Why use the Cube in a Box?

The Cube in a Box and the Digital Earth Africa Analysis Sandbox are both deployments of the Open Data Cube.

The Digital Earth Africa Analysis Sandbox is a cloud deployment of the Open Data Cube. This environment is externally hosted and managed by Digital Earth Africa and consists of :

  • An Amazon Web Service instance of cloud computing

  • A JupyterLab platform for conducting analysis

  • Direct access to an Open Data Cube instance containing all of Digital Earth Africa’s earth observation data.

  • Pre-loaded Jupyter notebooks demonstrating how to use the Open Data Cube to conduct earth observation analysis

The Sandbox is the simplest way to getting started with the Open Data Cube. It provides a limited, but free compute resource to explore Digital Earth Africa’s earth observation data and analysis tools for ad-hoc report generation and rapid development of new algorithms. Being an externally managed environment, the Sandbox only allows access to products indexed by Digital Earth Africa into the Open Data Cube instance.

If you are looking to install the Open Data Cube on your own resources, whether locally or on a cloud service such as Amazon Web Services (AWS) then the Cube in a Box is a great option. The Cube in a Box (CIAB) is a distributable, ready to run reference install of an independent Open Data Cube. It allows you to create your own Open Data Cube environment, similar to the Sandbox. This Open Data Cube instance is specifically maintained and customized by the user. You can index Digital Earth Africa earth observation data and index (add) your own data, be it commercial, in-situ, or derived products into your self managed Open Data Cube instance.

Getting started with Cube in a Box

Installing the Cube in a Box requires you to have Docker and Docker-Compose installed. To install the Digital Earth Africa’s Cube in a Box, clone the the Github repository digitalearthafrica/cube-in-a-box and follow the detailed install instructions.

You can deploy the Cube in a Box to AWS using this magic link.
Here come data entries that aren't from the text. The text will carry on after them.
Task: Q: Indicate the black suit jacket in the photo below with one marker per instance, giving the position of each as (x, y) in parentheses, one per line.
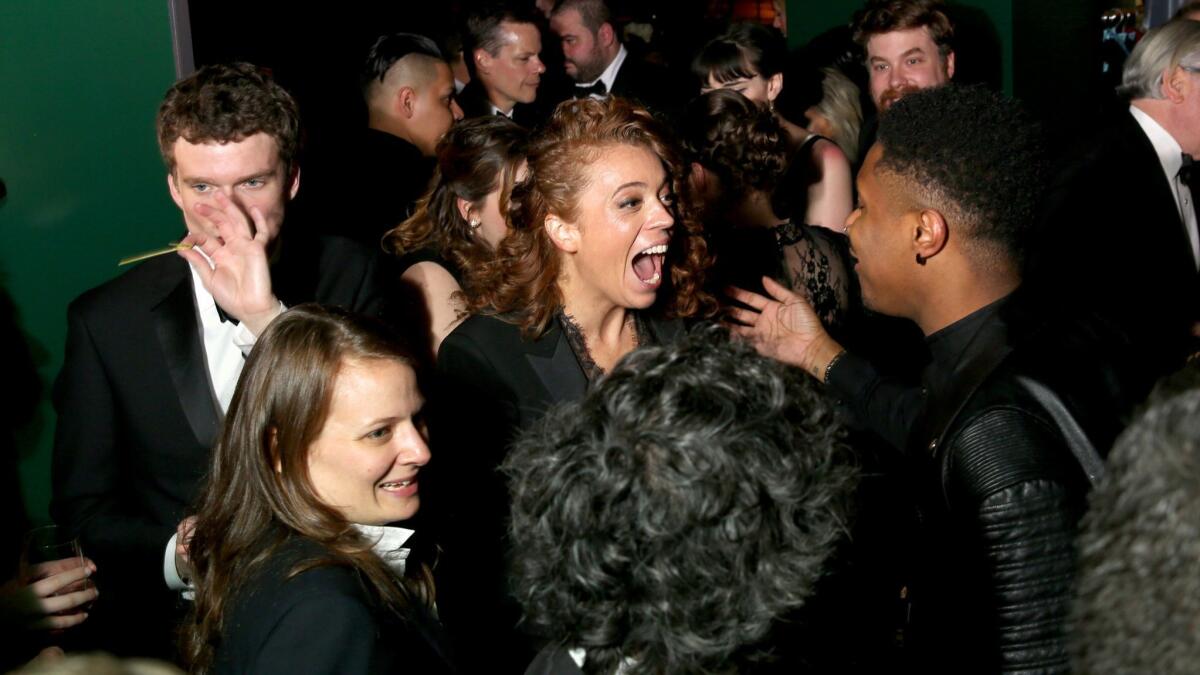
(1110, 240)
(137, 418)
(492, 384)
(322, 621)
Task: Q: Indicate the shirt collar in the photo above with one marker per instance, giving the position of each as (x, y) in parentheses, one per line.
(387, 542)
(1168, 149)
(610, 73)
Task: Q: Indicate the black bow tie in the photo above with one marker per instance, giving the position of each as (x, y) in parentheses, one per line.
(1188, 172)
(598, 88)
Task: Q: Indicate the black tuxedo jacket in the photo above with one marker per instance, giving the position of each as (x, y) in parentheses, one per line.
(137, 418)
(1110, 240)
(474, 103)
(493, 384)
(323, 621)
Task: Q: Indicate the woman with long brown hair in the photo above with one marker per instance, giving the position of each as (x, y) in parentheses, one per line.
(457, 223)
(599, 260)
(294, 569)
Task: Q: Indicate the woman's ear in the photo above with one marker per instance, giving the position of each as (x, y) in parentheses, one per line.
(564, 234)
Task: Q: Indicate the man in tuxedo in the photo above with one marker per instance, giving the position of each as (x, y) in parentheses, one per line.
(503, 49)
(409, 95)
(600, 65)
(153, 357)
(1119, 230)
(907, 45)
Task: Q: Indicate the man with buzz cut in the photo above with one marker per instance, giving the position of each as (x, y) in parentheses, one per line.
(502, 46)
(409, 94)
(595, 59)
(153, 357)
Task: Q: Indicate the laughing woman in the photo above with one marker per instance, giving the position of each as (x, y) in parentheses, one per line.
(599, 261)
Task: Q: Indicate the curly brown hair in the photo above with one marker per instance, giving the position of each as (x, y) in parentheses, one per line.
(228, 102)
(473, 157)
(521, 284)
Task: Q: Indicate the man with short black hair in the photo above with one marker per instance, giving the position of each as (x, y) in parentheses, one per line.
(1001, 438)
(503, 51)
(153, 357)
(595, 59)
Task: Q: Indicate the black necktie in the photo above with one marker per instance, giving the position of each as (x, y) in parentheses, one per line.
(598, 88)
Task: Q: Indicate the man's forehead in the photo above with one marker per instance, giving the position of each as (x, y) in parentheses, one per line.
(897, 42)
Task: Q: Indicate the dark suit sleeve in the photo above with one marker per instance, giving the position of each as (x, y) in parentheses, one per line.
(1008, 479)
(323, 631)
(88, 464)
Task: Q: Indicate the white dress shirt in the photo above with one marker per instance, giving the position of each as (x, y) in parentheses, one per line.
(1170, 156)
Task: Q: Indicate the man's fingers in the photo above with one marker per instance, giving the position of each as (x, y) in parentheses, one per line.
(778, 291)
(747, 298)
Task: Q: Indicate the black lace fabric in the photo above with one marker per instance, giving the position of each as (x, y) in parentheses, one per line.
(579, 342)
(815, 262)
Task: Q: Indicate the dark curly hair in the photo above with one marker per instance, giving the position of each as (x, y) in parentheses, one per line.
(736, 139)
(1138, 593)
(474, 157)
(888, 16)
(681, 508)
(976, 155)
(521, 282)
(227, 103)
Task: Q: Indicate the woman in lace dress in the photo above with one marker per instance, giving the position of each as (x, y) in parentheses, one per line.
(738, 153)
(599, 260)
(749, 59)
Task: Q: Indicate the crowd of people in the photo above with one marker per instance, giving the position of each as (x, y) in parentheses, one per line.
(651, 377)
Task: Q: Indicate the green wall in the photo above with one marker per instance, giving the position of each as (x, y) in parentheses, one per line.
(82, 82)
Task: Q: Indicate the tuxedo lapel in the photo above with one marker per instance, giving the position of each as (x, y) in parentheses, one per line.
(552, 359)
(175, 323)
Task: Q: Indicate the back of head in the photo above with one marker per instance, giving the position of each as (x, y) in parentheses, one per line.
(683, 506)
(888, 16)
(222, 103)
(743, 51)
(736, 139)
(483, 29)
(1138, 595)
(414, 52)
(975, 156)
(1163, 49)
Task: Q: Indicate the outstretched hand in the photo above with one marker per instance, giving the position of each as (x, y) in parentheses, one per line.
(239, 276)
(784, 327)
(46, 599)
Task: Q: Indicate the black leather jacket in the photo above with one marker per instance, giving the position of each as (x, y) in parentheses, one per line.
(1000, 499)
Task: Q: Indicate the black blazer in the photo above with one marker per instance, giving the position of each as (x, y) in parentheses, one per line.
(1110, 240)
(492, 384)
(137, 418)
(323, 621)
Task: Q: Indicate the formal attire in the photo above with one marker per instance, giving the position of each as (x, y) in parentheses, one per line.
(370, 187)
(996, 488)
(493, 384)
(1114, 240)
(323, 620)
(139, 402)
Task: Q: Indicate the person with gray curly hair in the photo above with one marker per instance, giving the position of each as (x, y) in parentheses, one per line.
(664, 523)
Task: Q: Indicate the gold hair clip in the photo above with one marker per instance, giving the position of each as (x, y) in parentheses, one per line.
(169, 249)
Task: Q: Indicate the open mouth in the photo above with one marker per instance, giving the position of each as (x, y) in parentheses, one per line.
(648, 264)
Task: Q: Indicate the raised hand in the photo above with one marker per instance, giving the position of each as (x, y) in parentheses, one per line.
(784, 327)
(239, 278)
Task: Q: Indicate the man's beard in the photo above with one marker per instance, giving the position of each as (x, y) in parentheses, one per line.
(893, 95)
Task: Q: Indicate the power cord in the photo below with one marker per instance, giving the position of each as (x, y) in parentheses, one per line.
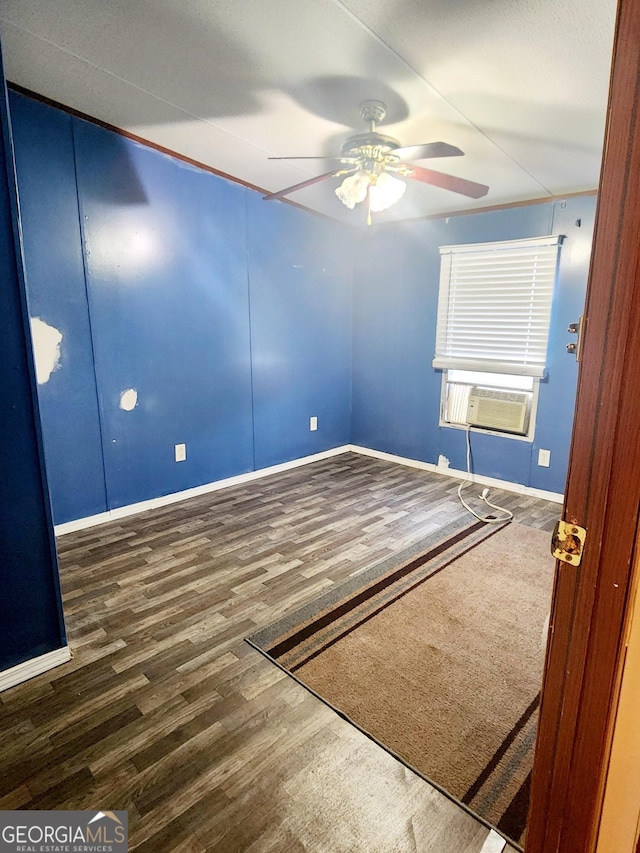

You need to be logged in to the AWS Console to deploy using this URL. Once logged in, click the link, and follow the prompts including settings a bounding box region of interest, EC2 instance type and password for Jupyter.

There is a notebook provided in the Cube in a Box Github repository that shows how to index more data into the Cube in a Box.

Technical information

The Open Data Cube is a collection of software that is designed to:

  • Catalogue large amounts of Earth Observation data

  • Provide a Python based API for high performance querying and data access

  • Give scientists and other users easy ability to perform Exploratory Data Analysis

  • Allow scalable continent scale processing of the stored data

  • Track the provenance of all the contained data to allow for quality control and updates

The Open Data Cube is composed of the following:

  • Data: The data can be stored on a file system, either in local directories of GeoTIFFs or NetCDF files, or stored on an object store like AWS’ S3 as Cloud Optimised GeoTIFFs.

  • An index: This is a PostgreSQL database that contains an index pointing to where the actual data is stored. The index enables a user to ask for data at a time and location, without needing to know specifically where the required files are stored and how to access them.

  • Software : The Open Data Cube python library is the core of the ODC. Other Software include Jupyter Notebooks built on the ODC python library which one can use to explore the data indexed.

Figure 1: Technical Components of the Open Data Cube

ODC technical components

Image from the What is the Open Data Cube? by Alex Leith.

The ODC can be deployed on various computing platforms. Possible deployments include:

  • Local deployment (e.g., high-end workstation)

  • Cloud (e.g., Amazon Web Services)

  • High Performance Computing infrastructure (e.g., NCI)